The following is the logs from application startup.

Logs ``` [INFO] 11:06:42 ts-node-dev ver. 2.0.0 (using ts-node ver. 10.9.2, typescript ver. 5.5.4) Debugger listening on ws://127.0.0.1:9229/bbbfeaeb-b7ea-48d8-81fe-f15da2092a96 For help, see: https://nodejs.org/en/docs/inspector Sentry Logger [log]: Initializing Sentry: process: 77113, thread: main. Sentry Logger [log]: Integration installed: InboundFilters Sentry Logger [log]: Integration installed: FunctionToString Sentry Logger [log]: Integration installed: LinkedErrors Sentry Logger [log]: Integration installed: RequestData Sentry Logger [log]: Integration installed: Console Sentry Logger [log]: Integration installed: Http Sentry Logger [log]: Integration installed: NodeFetch Sentry Logger [log]: Integration installed: OnUncaughtException Sentry Logger [log]: Integration installed: OnUnhandledRejection Sentry Logger [log]: Integration installed: ContextLines Sentry Logger [log]: Integration installed: LocalVariablesAsync Sentry Logger [log]: Integration installed: Context Sentry Logger [log]: Integration installed: Modules Sentry Logger [log]: Integration installed: Express Sentry Logger [log]: Integration installed: Fastify Sentry Logger [log]: Integration installed: Graphql Sentry Logger [log]: Integration installed: Mongo Sentry Logger [log]: Integration installed: Mongoose Sentry Logger [log]: Integration installed: Mysql Sentry Logger [log]: Integration installed: Mysql2 Sentry Logger [log]: Integration installed: Redis Sentry Logger [log]: Integration installed: Postgres Sentry Logger [log]: Integration installed: Nest Sentry Logger [log]: Integration installed: Hapi Sentry Logger [log]: Integration installed: Koa Sentry Logger [log]: Integration installed: Connect Sentry Logger [log]: Running in CommonJS mode. Sentry Logger [debug]: @opentelemetry/api: Registered a global for diag v1.9.0. Sentry Logger [debug]: @opentelemetry/api: Registered a global for trace v1.9.0. Sentry Logger [debug]: @opentelemetry/api: Registered a global for context v1.9.0. Sentry Logger [debug]: @opentelemetry/api: Registered a global for propagation v1.9.0. query: SELECT VERSION() AS `version` [2024-08-05T02:07:18.579Z] INFO: 77113 on mf-3145-mm01: 🚀 Server ready at http://localhost:4000/ ```
Lms24 commented 2 months ago

@mikan3rd looking at your Sentry.init code above and given that I don't see any logs about opentelemetry wrapping graphql (or related libraries): Can you confirm that you call Sentry.init before you require any other module? This is crucial to work for all our instrumentation, except for http(s). More information here.
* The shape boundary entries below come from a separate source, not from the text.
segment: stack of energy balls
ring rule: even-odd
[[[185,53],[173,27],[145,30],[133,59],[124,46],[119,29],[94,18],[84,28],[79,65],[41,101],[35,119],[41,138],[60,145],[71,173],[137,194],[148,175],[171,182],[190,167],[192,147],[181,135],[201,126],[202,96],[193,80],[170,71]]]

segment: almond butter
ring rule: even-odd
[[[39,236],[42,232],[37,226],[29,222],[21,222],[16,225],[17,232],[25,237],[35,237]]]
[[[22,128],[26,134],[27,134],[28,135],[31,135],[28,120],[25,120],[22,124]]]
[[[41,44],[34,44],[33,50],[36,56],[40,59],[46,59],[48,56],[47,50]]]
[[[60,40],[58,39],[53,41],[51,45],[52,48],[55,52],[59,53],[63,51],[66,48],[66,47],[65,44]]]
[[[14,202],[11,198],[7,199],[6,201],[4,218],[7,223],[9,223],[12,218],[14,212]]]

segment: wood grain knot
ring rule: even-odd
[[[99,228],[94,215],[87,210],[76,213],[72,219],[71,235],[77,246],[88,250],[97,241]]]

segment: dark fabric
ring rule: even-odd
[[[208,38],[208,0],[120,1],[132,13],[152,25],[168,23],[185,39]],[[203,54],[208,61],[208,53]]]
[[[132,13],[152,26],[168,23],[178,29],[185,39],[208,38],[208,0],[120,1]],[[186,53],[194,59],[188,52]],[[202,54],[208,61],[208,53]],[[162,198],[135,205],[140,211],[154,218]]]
mikan3rd commented 1 month ago

Thanks for the reply. I have managed to get trace to work by putting Sentry.init before all imports. However, I am concerned that I am getting the following error after starting the server. What is the problem?
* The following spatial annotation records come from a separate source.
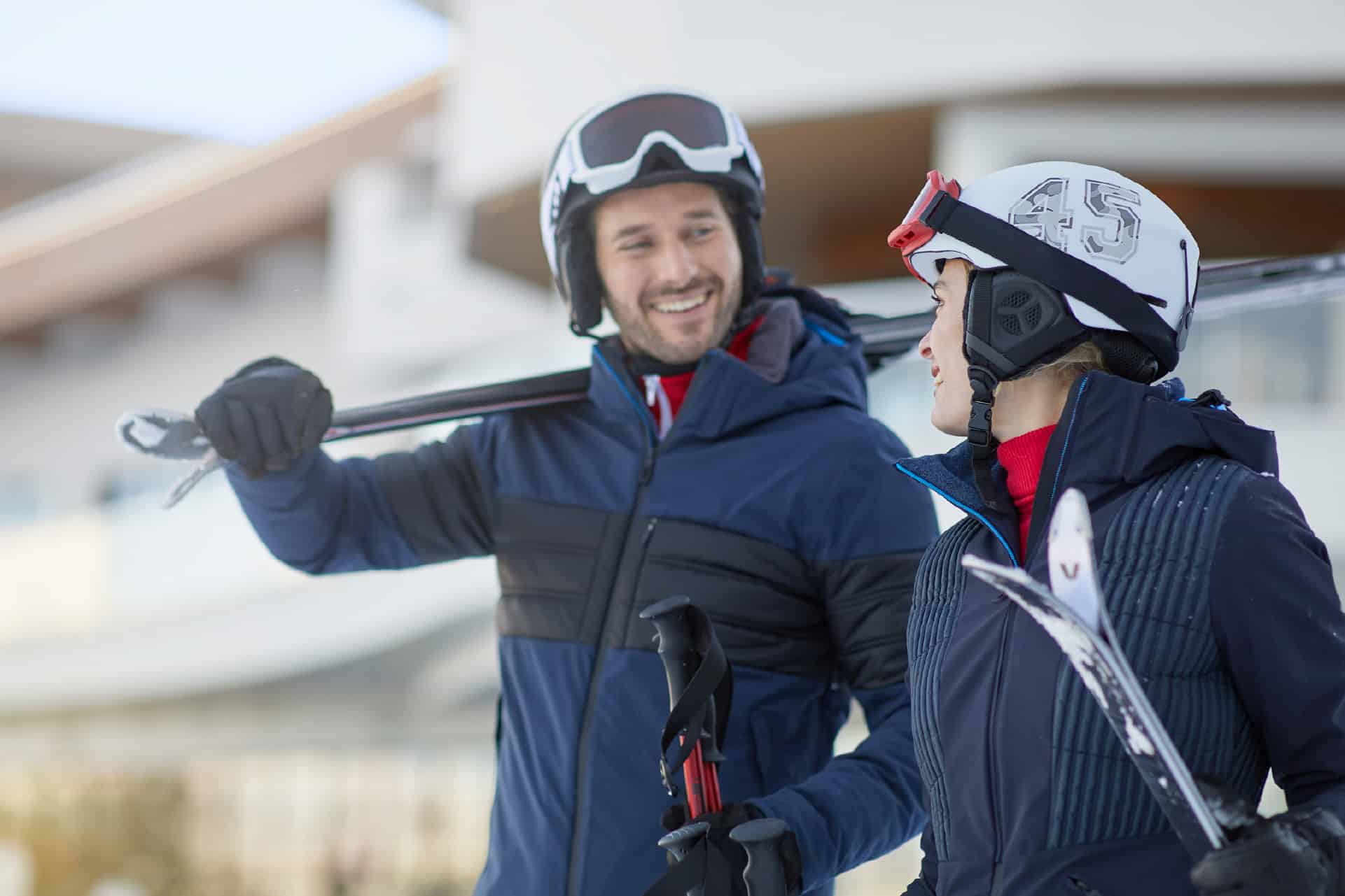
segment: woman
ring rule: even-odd
[[[1116,172],[1040,163],[964,191],[931,172],[889,243],[933,290],[933,424],[967,441],[897,469],[967,513],[921,562],[908,629],[931,822],[908,893],[1345,892],[1345,619],[1274,435],[1182,396],[1196,240]],[[1046,634],[964,553],[1046,580],[1079,488],[1126,656],[1192,771],[1255,806],[1193,869]]]

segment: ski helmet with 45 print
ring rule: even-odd
[[[652,90],[604,102],[570,125],[542,181],[539,223],[546,261],[570,308],[570,329],[603,318],[590,215],[620,189],[701,181],[728,193],[742,251],[744,298],[764,282],[760,218],[765,181],[736,114],[687,90]]]
[[[997,380],[1093,339],[1114,372],[1151,382],[1185,347],[1200,249],[1163,200],[1115,171],[1042,161],[966,188],[929,172],[888,243],[931,286],[950,258],[976,269],[967,359]]]

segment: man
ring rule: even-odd
[[[330,395],[288,361],[243,368],[198,408],[247,517],[300,570],[496,556],[482,896],[629,896],[663,872],[667,686],[639,613],[677,594],[734,666],[710,848],[736,873],[725,833],[745,818],[790,825],[791,883],[818,892],[924,823],[904,631],[932,502],[884,474],[907,451],[865,412],[843,316],[767,289],[761,197],[756,152],[718,103],[605,103],[565,134],[541,210],[572,329],[607,308],[620,330],[594,345],[586,403],[340,463],[315,450]],[[870,736],[831,759],[851,693]]]

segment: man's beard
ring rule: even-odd
[[[670,340],[651,325],[651,318],[659,313],[652,309],[652,302],[663,297],[693,297],[707,290],[718,294],[718,306],[714,312],[714,320],[710,322],[706,341],[689,345],[682,340]],[[706,273],[698,274],[679,286],[651,289],[640,294],[639,308],[631,316],[631,320],[627,320],[625,313],[619,312],[611,301],[604,298],[604,304],[616,321],[617,329],[620,329],[621,343],[627,351],[648,355],[666,364],[690,364],[698,361],[702,355],[720,345],[733,326],[733,318],[742,305],[742,281],[738,278],[737,282],[726,285],[718,274]]]

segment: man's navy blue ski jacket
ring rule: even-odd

Sentry Logger [debug]: @opentelemetry/instrumentation-http outgoingRequest on request error() Error: socket hang up
    at Socket.socketCloseListener (node:_http_client:473:25)
    at Socket.emit (node:events:531:35)
    at TCP.<anonymous> (node:net:339:12)
    at TCP.callbackTrampoline (node:internal/async_hooks:130:17) {
  code: ‘ECONNRESET’
}
andreiborza commented 1 month ago

Hello @mikan3rd,

We are currently on company-wide hackweek and thus on limited support. We'll take a look at this next week.
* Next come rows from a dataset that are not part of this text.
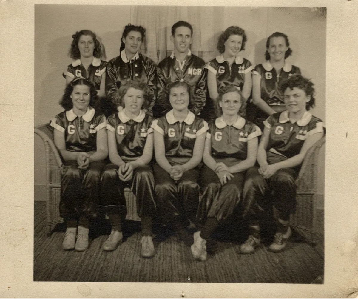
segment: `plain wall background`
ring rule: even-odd
[[[175,6],[173,7],[175,9]],[[34,125],[48,122],[63,109],[58,105],[65,86],[62,73],[71,63],[68,55],[76,31],[88,29],[104,45],[108,61],[119,54],[124,26],[135,23],[134,7],[120,5],[35,5]],[[245,30],[248,41],[243,56],[253,65],[264,61],[267,37],[275,31],[289,37],[292,56],[287,61],[312,79],[316,107],[310,111],[325,120],[326,19],[312,17],[304,8],[224,7],[222,21],[213,35],[232,25]],[[205,16],[198,17],[205,17]],[[188,20],[195,28],[194,22]],[[173,24],[174,24],[173,22]],[[194,33],[194,38],[200,33]],[[34,140],[34,185],[45,183],[44,149]],[[324,193],[324,151],[320,155],[318,193]],[[37,199],[36,198],[34,198]]]

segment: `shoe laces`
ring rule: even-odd
[[[275,240],[274,242],[280,245],[283,243],[284,234],[282,232],[277,232],[275,235]]]
[[[76,236],[76,234],[74,232],[71,232],[71,231],[66,232],[65,233],[65,235],[64,237],[64,239],[65,240],[66,240],[67,239],[71,237],[72,237],[72,236],[71,236],[71,235],[74,235],[75,236]]]
[[[88,236],[86,236],[84,233],[79,233],[77,235],[77,240],[87,240],[88,239]]]

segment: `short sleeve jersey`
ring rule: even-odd
[[[207,63],[205,68],[216,76],[218,92],[221,88],[230,85],[242,90],[245,75],[250,73],[253,67],[247,59],[237,56],[230,67],[221,54]]]
[[[120,107],[118,113],[107,120],[107,129],[114,133],[118,154],[124,160],[136,158],[143,154],[148,135],[153,133],[153,118],[141,110],[137,116],[131,119],[125,113],[125,108]]]
[[[102,75],[106,72],[107,62],[98,58],[93,57],[92,63],[86,70],[79,59],[75,60],[67,67],[67,71],[63,72],[63,77],[68,76],[72,80],[77,78],[84,78],[92,82],[99,89],[101,86]]]
[[[71,109],[58,114],[50,124],[64,133],[67,150],[87,152],[96,150],[97,132],[106,127],[107,121],[104,115],[88,106],[82,116]]]
[[[208,129],[205,121],[190,111],[180,123],[174,117],[173,110],[154,120],[152,127],[164,136],[165,156],[171,164],[184,163],[189,160],[193,156],[196,138]]]
[[[261,78],[261,98],[269,105],[285,106],[283,97],[280,91],[280,83],[291,77],[294,74],[301,74],[297,67],[285,62],[284,67],[279,72],[274,68],[270,61],[258,64],[252,71],[252,74]],[[258,110],[257,112],[260,117],[266,118],[267,115]]]
[[[307,137],[323,132],[324,127],[320,119],[307,111],[292,124],[287,110],[270,115],[263,124],[270,129],[267,150],[286,158],[299,154]]]
[[[247,155],[247,141],[261,134],[258,127],[241,116],[232,126],[227,125],[220,116],[209,123],[206,138],[210,140],[214,158],[243,160]]]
lforst commented 1 month ago

@mikan3rd I believe this error can just be ignored. It may be something that your application swallowed up until now but since the SDK hooks in at quite a low level it surfaces it through a debug log. We don't have reason to believe the SDK causes a socket hangup.

mikan3rd commented 3 weeks ago

My problem seems to be solved, thank you very much!